Florence Aline Rodway

She is best known for having painted portraits of notable figures in Australian history, including Dame Nellie Melba, William Bridges, J. F. Archibald and Henry Lawson.

One 1909 critic went so far as to say that gender was irrelevant in her case: 'Sex is an accident — the capacity for expressing the infinitely large or the infinitesimally little cannot be gauged by outward measurements.

Else, why does Florence Rodway, tall, slight and blonde, revel in peopling large spaces with the Titanic creatures of her imagination.

In a newspaper review of the Society of Artists' 1916 exhibition, she was commended as: 'the principal "dealer in magic and spells" due to pastel effort is Miss Florence Rodway, whose portraits are again one of the leading features of the show.

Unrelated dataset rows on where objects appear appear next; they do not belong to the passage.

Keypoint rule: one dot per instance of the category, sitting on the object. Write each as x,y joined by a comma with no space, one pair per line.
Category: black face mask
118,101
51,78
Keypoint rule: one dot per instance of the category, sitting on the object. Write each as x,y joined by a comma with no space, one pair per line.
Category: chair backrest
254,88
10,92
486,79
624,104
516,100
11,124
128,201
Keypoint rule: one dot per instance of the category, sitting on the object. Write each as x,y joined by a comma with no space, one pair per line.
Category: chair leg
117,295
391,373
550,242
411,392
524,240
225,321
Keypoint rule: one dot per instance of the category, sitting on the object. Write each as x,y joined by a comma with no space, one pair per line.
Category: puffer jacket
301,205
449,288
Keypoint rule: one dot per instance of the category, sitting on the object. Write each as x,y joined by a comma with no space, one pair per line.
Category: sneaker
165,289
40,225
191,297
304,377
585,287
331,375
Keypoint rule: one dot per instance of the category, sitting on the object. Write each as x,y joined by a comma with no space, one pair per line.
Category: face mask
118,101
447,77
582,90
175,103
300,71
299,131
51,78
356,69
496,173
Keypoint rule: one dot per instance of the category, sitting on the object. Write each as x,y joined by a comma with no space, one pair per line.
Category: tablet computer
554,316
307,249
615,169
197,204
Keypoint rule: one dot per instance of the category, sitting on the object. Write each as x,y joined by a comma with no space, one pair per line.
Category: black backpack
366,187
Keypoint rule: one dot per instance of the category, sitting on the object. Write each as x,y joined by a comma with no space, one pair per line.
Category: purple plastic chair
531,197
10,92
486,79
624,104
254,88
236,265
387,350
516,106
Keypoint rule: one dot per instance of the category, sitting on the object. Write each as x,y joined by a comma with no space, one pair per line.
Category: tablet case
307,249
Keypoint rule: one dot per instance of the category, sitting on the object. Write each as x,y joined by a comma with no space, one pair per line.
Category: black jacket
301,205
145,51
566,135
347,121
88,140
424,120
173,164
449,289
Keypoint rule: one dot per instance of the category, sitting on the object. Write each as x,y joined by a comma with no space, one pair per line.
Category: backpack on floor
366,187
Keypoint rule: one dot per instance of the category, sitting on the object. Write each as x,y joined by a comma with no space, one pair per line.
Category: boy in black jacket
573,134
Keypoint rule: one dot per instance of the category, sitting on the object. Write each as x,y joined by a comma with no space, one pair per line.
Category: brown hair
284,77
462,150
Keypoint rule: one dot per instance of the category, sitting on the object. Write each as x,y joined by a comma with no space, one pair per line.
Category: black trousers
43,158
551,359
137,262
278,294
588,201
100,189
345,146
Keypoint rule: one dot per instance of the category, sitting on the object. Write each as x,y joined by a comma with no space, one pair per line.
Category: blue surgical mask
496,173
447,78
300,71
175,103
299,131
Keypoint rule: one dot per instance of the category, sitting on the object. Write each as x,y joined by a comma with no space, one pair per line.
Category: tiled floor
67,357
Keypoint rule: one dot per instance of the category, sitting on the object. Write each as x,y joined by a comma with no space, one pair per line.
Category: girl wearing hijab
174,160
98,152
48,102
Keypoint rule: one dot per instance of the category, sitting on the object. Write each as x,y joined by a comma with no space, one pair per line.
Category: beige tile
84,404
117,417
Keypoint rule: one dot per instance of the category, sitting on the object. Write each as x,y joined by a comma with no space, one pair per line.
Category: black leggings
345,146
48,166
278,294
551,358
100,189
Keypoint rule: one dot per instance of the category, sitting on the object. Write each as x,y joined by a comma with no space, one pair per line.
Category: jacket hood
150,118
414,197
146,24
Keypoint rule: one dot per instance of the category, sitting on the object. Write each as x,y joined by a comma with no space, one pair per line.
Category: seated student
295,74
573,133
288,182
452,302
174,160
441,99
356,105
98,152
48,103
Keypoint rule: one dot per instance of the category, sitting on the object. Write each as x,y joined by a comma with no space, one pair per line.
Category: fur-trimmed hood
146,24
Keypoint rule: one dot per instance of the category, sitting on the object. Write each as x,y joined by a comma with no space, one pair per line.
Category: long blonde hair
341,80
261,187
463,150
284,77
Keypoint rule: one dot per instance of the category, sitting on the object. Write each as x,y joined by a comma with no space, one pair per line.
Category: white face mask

The most striking example of her talent is the strong, young, handsome face of a woman full of vitality and expression, in which the flesh-tones show up admirably against the yellow, gold-tinted background.

Miss Rodway's portraits of children are charming, and we like also the homely interior entitled "The New Teapot," in which the artist's fine appreciation of the pastel medium is markedly apparent.

[10] The Australian War Memorial commissioned portraits of William Bridges (1920), Henry Normand MacLaurin (1922) and Captain Walter Gilchrist (1925).

She was chosen to represent Australia in 1928, with other artists including Thea Proctor, Margaret Preston, John Longstaff, Arthur Streeton and Hans Heysen, at the London exhibition of contemporary art of the Empire at the Imperial Institute, South Kensington.